Taiwanese authorities have just announced that they would soon lift import restrictions on food products from Fukushima and four other Japanese prefectures. The restrictions had been continued since the March 2011 nuclear accident at the Fukushima Daiichi Nuclear Power Plants (NPPs) of the Tokyo Electric Power Co. (TEPCO).
Importation of food from those prefectures will thus resume after a hiatus of approximately 11 years.
After the accident at the Fukushima Daiichi NPPs, Taiwanese authorities banned the import of all food products from Fukushima, Ibaraki, Tochigi, Gunma and Chiba Prefectures, with the exception of alcoholic beverages. Additionally, since May 2015, Taiwan tightened those restrictions by requiring certificates of origin to be attached for foods from prefectures other than the five listed above.
Japan had sought withdrawal of the restrictions, saying that they were “unilateral measures not based on scientific grounds.”
At a press conference on February 8, Taiwanese authorities announced their intention to permit importation of the food products soon, though they will still exclude such foods as the meat of wild birds and animals, along with mushrooms, that are produced in the five prefectures.
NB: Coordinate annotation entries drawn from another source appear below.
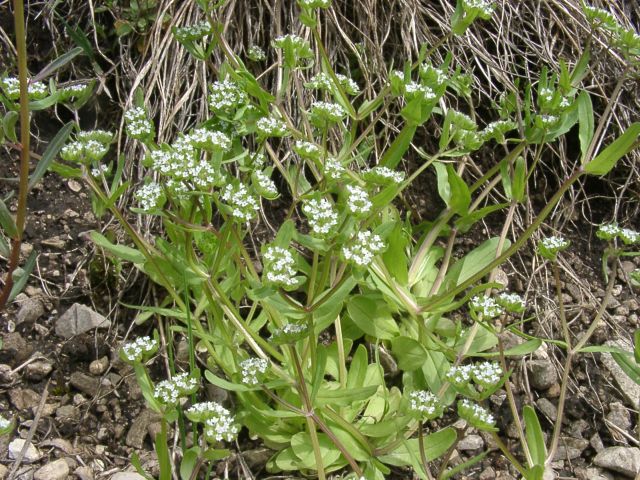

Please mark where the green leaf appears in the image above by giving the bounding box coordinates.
[90,231,145,264]
[29,121,74,190]
[31,47,84,82]
[584,122,640,175]
[180,447,200,480]
[378,427,458,467]
[347,295,400,340]
[316,384,378,406]
[8,250,38,302]
[0,198,18,239]
[391,337,427,372]
[2,110,20,143]
[380,124,418,169]
[576,92,594,162]
[611,352,640,385]
[523,405,547,466]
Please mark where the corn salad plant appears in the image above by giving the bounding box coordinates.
[27,0,640,480]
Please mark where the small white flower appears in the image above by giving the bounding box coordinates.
[409,390,441,418]
[204,407,239,442]
[135,183,162,211]
[445,365,473,387]
[240,358,269,385]
[342,230,384,267]
[256,117,288,137]
[0,415,11,430]
[469,295,504,319]
[302,198,338,236]
[347,185,373,215]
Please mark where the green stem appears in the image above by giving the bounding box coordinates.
[0,0,31,310]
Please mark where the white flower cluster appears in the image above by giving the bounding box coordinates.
[420,63,449,86]
[135,182,162,211]
[282,323,307,335]
[404,82,436,100]
[0,415,11,430]
[124,107,154,140]
[153,372,198,405]
[293,140,322,158]
[458,398,496,428]
[302,198,338,236]
[264,247,296,287]
[240,358,269,385]
[209,80,247,112]
[538,115,559,128]
[445,365,473,387]
[324,157,347,180]
[305,72,360,95]
[185,128,231,152]
[347,185,373,215]
[0,77,48,100]
[363,166,405,183]
[342,230,384,267]
[311,102,347,122]
[298,0,331,8]
[256,117,288,137]
[462,0,495,15]
[151,132,225,190]
[596,223,640,245]
[469,295,504,319]
[122,337,158,362]
[540,236,569,250]
[221,183,260,222]
[60,83,89,99]
[173,21,213,42]
[204,404,238,443]
[473,362,502,387]
[409,390,441,417]
[496,292,526,312]
[254,170,278,198]
[247,45,267,62]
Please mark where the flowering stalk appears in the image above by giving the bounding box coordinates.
[0,0,31,310]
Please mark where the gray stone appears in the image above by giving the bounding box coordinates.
[26,360,53,382]
[125,409,160,448]
[9,438,42,463]
[457,435,484,451]
[553,437,589,460]
[593,447,640,478]
[0,332,33,367]
[607,402,631,432]
[55,303,111,338]
[89,357,109,376]
[9,388,40,411]
[69,372,100,396]
[16,298,44,325]
[56,405,80,422]
[33,458,69,480]
[601,340,640,410]
[528,360,558,390]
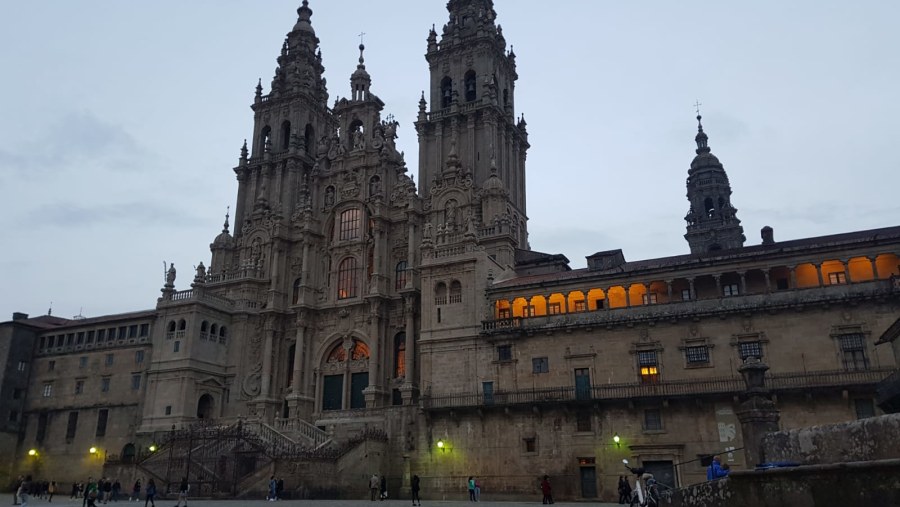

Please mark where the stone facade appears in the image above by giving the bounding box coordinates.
[0,0,900,499]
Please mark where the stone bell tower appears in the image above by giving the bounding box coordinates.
[684,114,746,253]
[416,0,529,264]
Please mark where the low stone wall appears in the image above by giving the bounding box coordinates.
[762,414,900,464]
[662,459,900,507]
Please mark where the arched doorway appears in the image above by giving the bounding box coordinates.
[197,394,214,419]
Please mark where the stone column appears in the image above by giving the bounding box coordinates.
[735,357,780,470]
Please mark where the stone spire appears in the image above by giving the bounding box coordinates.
[684,111,746,253]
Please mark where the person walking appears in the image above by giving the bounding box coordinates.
[541,475,553,504]
[369,474,380,502]
[175,477,191,507]
[144,478,156,507]
[410,475,422,505]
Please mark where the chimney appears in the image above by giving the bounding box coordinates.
[759,225,775,245]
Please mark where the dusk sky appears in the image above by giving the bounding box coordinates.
[0,0,900,321]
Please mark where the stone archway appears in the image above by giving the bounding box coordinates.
[197,393,215,419]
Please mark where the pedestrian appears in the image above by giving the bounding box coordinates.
[175,477,191,507]
[541,475,553,504]
[128,479,141,502]
[144,478,156,507]
[411,475,422,505]
[266,475,278,502]
[706,456,729,481]
[369,474,379,502]
[619,475,631,504]
[16,475,31,507]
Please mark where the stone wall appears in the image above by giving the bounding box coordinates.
[762,414,900,464]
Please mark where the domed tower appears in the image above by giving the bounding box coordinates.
[684,114,746,253]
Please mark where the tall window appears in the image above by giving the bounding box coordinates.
[638,350,659,384]
[338,208,360,241]
[338,257,357,299]
[394,261,406,290]
[840,333,869,371]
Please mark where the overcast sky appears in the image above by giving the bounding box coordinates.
[0,0,900,321]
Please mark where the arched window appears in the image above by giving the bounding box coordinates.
[450,280,462,304]
[291,278,300,304]
[394,261,406,290]
[394,333,406,378]
[434,282,447,305]
[257,125,272,153]
[338,257,358,299]
[441,76,453,107]
[338,208,360,241]
[465,70,477,102]
[303,123,316,156]
[281,121,291,150]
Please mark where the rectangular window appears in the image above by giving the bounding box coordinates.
[684,345,709,366]
[66,412,78,440]
[644,408,662,431]
[840,333,869,371]
[94,408,109,437]
[638,350,659,384]
[522,437,537,453]
[738,341,762,361]
[828,272,847,285]
[575,410,593,432]
[853,398,875,419]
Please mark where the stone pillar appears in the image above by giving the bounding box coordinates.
[735,357,780,469]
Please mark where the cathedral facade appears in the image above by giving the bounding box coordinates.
[0,0,900,499]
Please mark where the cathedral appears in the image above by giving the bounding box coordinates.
[0,0,900,501]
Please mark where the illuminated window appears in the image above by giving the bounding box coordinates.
[394,261,406,290]
[684,345,709,366]
[738,341,762,361]
[338,208,360,241]
[338,257,357,299]
[638,350,659,384]
[840,333,869,371]
[828,272,847,285]
[644,408,662,431]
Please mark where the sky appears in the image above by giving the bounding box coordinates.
[0,0,900,321]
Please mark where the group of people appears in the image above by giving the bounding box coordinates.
[266,475,284,502]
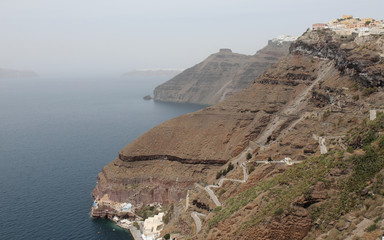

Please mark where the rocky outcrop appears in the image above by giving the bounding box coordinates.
[154,40,291,105]
[290,30,384,87]
[93,51,318,210]
[93,28,384,239]
[0,68,38,78]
Moreover, survey reports on radioactive materials will still have to be attached for the permitted foods from the five prefectures. Furthermore, Taiwan will still inspect all the imported foods.
At the press conference, press secretary for the Executive Yuan of the Republic of China (Taiwan) started out by noting that Japan’s food management was stricter than international standards, then went on to state, “Taiwan cannot ignore international standards and scientific grounds. Given that most parts of world have relaxed import restrictions from Fukushima, we cannot deny Japan’s rational request.”
President Tsai Ing-wen of the Republic of China (Taiwan) appears to expect the resolution of this issue between Taiwan and Japan to give momentum to negotiations on Taiwan’s membership in the Comprehensive and Progressive Agreement for Trans-Pacific Partnership (CPTPP), for which it applied in September 2021.